Of course, as the pandemic became rife in Britain and community canteens nationwide were forced to close, the community hub had to redesign its approach to food-led community building. This moment birthed the Long Table’s ‘Freezers of Love’, a network food distribution hubs equipped with freezers and microwaves across Gloucestershire. Again where some paid for their frozen meals, ate for free, or paid for others.
More on Freezers of Love
Using the Open Food Network, the Long Table was able to distribute local food, some fresh, but most frozen using the same ‘pay as you feel’ scale adopted when communities could meet in person. Ensuring ‘Freezers of Love’ – now available online – gave further flexibility to how food can be distributed and shared. Now people could order, arrange to pick up meals, and even make donations in their homes.
Under this scheme, the Long Table distributed 48,000 meals across the county in 2020.

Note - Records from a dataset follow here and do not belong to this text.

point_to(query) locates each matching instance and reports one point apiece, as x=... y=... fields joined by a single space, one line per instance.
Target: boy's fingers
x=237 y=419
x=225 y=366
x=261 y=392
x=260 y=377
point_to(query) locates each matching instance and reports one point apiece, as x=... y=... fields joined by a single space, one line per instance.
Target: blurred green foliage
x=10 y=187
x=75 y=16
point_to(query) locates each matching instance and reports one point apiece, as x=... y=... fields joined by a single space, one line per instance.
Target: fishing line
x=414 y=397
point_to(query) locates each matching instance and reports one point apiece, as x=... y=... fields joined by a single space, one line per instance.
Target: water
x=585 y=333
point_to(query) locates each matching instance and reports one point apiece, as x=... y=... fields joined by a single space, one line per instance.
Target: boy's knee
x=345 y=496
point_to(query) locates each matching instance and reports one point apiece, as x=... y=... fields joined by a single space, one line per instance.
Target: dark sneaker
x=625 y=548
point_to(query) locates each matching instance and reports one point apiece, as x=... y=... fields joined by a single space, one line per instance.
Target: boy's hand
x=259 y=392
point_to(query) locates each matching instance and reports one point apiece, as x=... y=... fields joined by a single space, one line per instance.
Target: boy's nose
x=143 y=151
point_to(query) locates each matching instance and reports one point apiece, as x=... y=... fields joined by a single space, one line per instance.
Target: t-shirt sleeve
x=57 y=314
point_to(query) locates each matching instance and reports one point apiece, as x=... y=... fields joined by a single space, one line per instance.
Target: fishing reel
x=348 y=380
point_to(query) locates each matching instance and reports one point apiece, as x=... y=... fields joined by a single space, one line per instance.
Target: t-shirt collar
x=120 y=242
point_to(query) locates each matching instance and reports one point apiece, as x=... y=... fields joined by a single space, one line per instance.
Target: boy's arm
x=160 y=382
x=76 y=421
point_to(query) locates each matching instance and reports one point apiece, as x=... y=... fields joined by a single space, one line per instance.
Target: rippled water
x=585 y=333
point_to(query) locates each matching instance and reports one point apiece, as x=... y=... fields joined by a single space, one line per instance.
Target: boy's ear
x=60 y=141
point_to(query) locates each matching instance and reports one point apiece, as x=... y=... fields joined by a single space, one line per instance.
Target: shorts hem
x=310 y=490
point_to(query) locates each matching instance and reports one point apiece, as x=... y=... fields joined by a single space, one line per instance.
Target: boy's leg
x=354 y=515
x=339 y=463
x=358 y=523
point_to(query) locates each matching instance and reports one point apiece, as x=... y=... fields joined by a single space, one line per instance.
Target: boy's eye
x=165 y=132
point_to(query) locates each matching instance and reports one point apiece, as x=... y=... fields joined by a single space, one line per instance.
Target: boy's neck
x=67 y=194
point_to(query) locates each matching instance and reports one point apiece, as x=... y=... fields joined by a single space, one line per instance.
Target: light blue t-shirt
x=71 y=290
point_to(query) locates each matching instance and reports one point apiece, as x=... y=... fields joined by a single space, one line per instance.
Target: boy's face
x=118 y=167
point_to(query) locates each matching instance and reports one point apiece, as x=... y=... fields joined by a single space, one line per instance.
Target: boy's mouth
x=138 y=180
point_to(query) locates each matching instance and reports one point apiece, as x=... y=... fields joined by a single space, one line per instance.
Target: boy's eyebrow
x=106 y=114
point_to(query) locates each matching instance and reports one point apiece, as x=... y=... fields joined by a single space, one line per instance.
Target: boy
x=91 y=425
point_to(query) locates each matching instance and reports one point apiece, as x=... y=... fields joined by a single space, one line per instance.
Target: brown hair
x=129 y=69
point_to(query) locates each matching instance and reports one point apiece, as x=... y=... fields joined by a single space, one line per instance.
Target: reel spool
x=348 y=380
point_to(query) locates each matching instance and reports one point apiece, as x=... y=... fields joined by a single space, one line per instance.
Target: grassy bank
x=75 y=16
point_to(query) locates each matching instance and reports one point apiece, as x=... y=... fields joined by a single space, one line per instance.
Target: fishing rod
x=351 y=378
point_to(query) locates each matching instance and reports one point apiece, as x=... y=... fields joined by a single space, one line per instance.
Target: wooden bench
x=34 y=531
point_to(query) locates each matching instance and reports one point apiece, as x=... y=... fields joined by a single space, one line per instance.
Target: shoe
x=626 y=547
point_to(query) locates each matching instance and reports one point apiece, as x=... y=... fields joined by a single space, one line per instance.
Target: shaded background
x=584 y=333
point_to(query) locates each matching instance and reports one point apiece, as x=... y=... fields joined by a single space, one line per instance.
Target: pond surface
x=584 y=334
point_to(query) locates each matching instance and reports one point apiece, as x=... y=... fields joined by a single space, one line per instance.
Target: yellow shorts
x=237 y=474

It may be easy to assume that Freezers of Love are a replica of existing Food Banks that exist across the Country. In some sense, this could be the case – those who are in need of food can access food through the food hub. Still, a key feature that cannot be underestimated is the place and space for people to gather and share, regardless of their income or background, be it in person or online. This, I argue, is the start of realising a Britain where food inequality is a thing of the past.